My understanding is the ABC will save $2.8 million annually. Some cash is pledged to build extra FM transmitters in the South Pacific. The sequence is strange: terminate the service immediately and dispense with those listeners. Then start to look at (partial) replacements which may not be ready for several years. Mind the gap!

The ABC calls shortwave an ‘outdated technology’. That’s a developed country view. Other positive descriptors matter in the South Pacific: cheap, low tech, resilient and still widely used, especially beyond the cities.

The ABC statement also described shortwave as a ‘legacy’. In current ABC management-speak, ‘legacy’ doesn’t denote proud history and high achievement.
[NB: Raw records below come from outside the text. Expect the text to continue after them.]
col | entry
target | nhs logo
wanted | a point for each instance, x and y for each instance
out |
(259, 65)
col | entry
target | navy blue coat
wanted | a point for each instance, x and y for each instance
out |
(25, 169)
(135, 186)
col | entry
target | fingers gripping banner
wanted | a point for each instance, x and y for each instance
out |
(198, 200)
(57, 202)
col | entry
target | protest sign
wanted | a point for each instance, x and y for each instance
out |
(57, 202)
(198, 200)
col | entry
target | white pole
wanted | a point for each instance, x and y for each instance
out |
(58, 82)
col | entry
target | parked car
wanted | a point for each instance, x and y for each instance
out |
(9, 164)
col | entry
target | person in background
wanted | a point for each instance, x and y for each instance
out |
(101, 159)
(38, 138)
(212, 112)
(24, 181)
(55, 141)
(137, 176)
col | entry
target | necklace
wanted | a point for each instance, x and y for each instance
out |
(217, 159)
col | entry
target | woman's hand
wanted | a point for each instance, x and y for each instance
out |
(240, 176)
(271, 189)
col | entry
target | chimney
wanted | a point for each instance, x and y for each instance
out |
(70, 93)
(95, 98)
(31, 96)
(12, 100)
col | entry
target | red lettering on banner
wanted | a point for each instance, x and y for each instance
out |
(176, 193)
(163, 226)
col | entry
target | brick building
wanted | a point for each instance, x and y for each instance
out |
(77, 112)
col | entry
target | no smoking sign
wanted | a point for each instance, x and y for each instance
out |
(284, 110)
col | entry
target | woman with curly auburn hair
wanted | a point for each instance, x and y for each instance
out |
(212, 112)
Instead, ‘legacy’ systems are analogue artefacts standing in the way of the digital future. ‘Radio’ is a legacy term; the future belongs to ‘audio’. Shortwave got the legacy treatment.

The ABC’s international service acknowledges Pacific displeasure: ‘The ABC is aware some audiences in these regions have favoured shortwave services. However, the ABC believes that technological advancement has improved accessibility of FM services, in particular via mobile phone receivers negating the impact of no longer offering shortwave services.’
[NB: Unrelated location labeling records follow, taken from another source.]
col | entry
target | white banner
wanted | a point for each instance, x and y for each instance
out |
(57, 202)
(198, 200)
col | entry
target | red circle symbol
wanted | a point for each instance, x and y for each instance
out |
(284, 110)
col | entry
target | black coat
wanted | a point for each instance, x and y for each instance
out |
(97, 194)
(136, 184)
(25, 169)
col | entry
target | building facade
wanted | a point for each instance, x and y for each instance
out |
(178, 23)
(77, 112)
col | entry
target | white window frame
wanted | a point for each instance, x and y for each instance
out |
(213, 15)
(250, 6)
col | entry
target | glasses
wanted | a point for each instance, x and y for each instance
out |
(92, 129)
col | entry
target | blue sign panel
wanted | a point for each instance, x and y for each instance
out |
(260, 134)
The ABC will shift from Oz-based shortwave transmitters that speak to the whole of the South Pacific (bouncing signals off the ionosphere) to FM transmitters in each country, supported by mobile phone towers. The audio quality of FM is far superior, but range is much more limited. FM is a city service, shortwave has national and international reach. As another cyclone season arrives, the Pacific knows that phone towers and FM transmitters are among the first things to go in a big blow.
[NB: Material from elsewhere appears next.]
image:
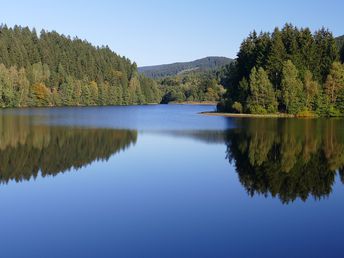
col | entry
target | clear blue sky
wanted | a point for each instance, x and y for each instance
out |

In 2014, Radio Australia’s PNG Tok Pisin asked its audience how they were getting the service—80% of the text responses were people listening on shortwave. An 80% shortwave listenership could be an underestimate because many villagers still don’t have mobile phones—no texts from them.

An ABC spokesman told ASPI that current FM transmitters in Port Moresby and Lae ‘cover a significant proportion of the country’s population’, adding:  ‘The ABC is looking at three new transmitters to maximise coverage in the main population centres on PNG: Goroka and Mt Hagen in the PNG Highlands and at a strategic location on Bougainville Island. These are locations that will have no service once shortwave is switched off.’

Farewell, the Highlands. Sorry, Bougainville. That’s a lot of Papua New Guineans who’ll have no service on January 31.

The negative regional view is expressed from Cook Islands by the media NGO, Pacific Freedom Forum, which has set up a petition to the ABC to reverse the shortwave decision:

‘There seems to be no logic or connection with realities facing Pacific listeners and audiences across the region who will effectively be cut off from news, information, and life saving information during disasters… It’s a slap in the face for the millions who’ve connected to Australia and to regional news through this service, because they are unlikely to be the ones targeted in the new digital content offerings being touted by ABC.’

The ABC has made a broadcasting choice with strategic implications. The 2016 Defence White Paper claimed for Australia a ‘leadership role’ as the ‘principal security partner’ in PNG, Timor-Leste and Pacific Island Countries. It stressed that it’s ‘crucial that Australia help support the development of national resilience in the region to reduce the likelihood of instability’.

Shortwave offers resilience against political bad weather as well as natural disasters—an angry Rabuka or Bainimarama can’t shut down shortwave signals.

To end on an irony: the ABC board vowed recently to give more priority to the South Pacific. The absent-minded Pacific superpower again forgets its promises.